Progress. Where would we be without it? For a start this would have been scrawled in pig’s blood on the wall of a cave. Although chances are you wouldn’t have been able to read it, because as soon as you turned your back a hairy backed troglodyte would have clubbed you over the head and dragged you back to their cave for a spot of “natural selection”. But for the most part, unless you’re a UKIP supporter, progress is considered to be a positive thing in life.
Football is big on progress too. Without it we’d still be playing in a 1-1-8 formation, have crossbars made out of tape and leather footballs like cannonballs. But in football progress isn’t always a Good Thing. For a start multi-coloured boots, ridiculous kick-off times and footballers covered in tattoos can all get in the bin. And of course there’s half-and-half scarves (Scotland/England: “Together in friendship”.)
Modern football grounds are a tricky one. On the one hand, it’s obviously difficult to make an emotional case for a modern, soulless stadium over a traditional ground, steeped in the history of the club. The old wooden stands have seen every glorious win and every heartbreaking defeat, witnessed all the last minute penalties and the missed sitters. There are fans who have sat in the same seat or stood on the same spot on the terraces for decades.
But sometimes sentiment has to give way to practicality. Supporters want comfort, safety and somewhere to park their car and all three can be lacking in old grounds.We all have nostalgia for the good old days of terracing, but the truth is, it really wasn’t all it’s cracked up to be. The potential for harm came from everywhere. Injuries caused by crushing or falls were numerous, and with little or no segregation between home and away fans, there was also the risk of getting caught up in fighting between rival gangs of hooligans. Furthermore, the threat of being knocked out by a flying bottle launched from the rear of the terracing was never very far away.
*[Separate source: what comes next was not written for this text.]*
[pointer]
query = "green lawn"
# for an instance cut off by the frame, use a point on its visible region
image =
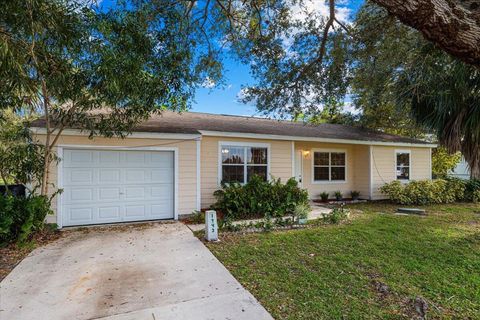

And even if you managed to avoid physical injury, getting caught in a downpour while exposed to the elements could cause a really bad cold.
In purely monetary terms, the cash to be made from selling a prime town centre plot of land can be enough to secure some clubs’ long term future, while the facilities that new grounds can offer play a vital role in making the club part of the community, helping to attract a new generation of fans. Sentimentality is all very well, but it doesn’t pay the bills.
And so the latest club to embrace progress is Stamford AFC from the Northern Premier League. The Daniels – named after a man said to be the fattest person in history – were formed in 1896 and played their first match on Hanson’s Field, where they remained for the next 118 years. There is apparently evidence that the site staged football in the early 1870s making it possibly one of the world’s oldest football grounds. But sadly it is no longer. After more than a century, Stamford have moved to a shiny new ground on the outskirts of the town and the gates have been locked for the last time at the Vic Couzens Stadium – aka Wothorpe Road, aka Kettering Road, aka the Town Ground.
The old ground will eventually be bulldozed and the town centre site used for housing. It’s progress of course and it’s difficult to criticise the club for making the move. The new Zeeco Stadium is modern, comfortable and easy to access and the club will no doubt benefit greatly from the move. That doesn’t mean the loss of another historic old ground isn’t a bit sad.
Visiting Wothorpe Road, it’s easy to see why the club decided to move. Parking is limited and inside, the facilities are showing their age, to put it kindly. Paint is peeling, woodwork crumbling, metal rusting and signs fading. And while that may be in part down to the long-awaited move, there’s no doubt the old place has seen better days.
The main stand, with its corrugated iron roof and decorative wooden front, was built sometime between 1894 and 1911 (no records exist to pinpoint the exact date) and it remained largely unchanged for decades, until an upgrade in the mid 1990s.
New perimeter fencing, turnstiles, plastic seating and a walkway round the pitch were added to bring it up to league standard. At some point a snack bar was opened and a portacabin selling programmes and souvenirs installed.
The final first team game at Wothorpe Road was against the grandly named Rushall Olympic on November 22nd 2014. A crowd of 410 saw the home team sign off in style with a 3-0 win, their first home victory since August. A week later though, I was present for the very last game at the old ground, a Peterborough and District League Division One match between Ryhall United and Sutton Bridge. This time the audience was barely into double figures. I wonder how many of the players, and the assorted dads and girlfriends who made up the crowd, were aware the significance of the game.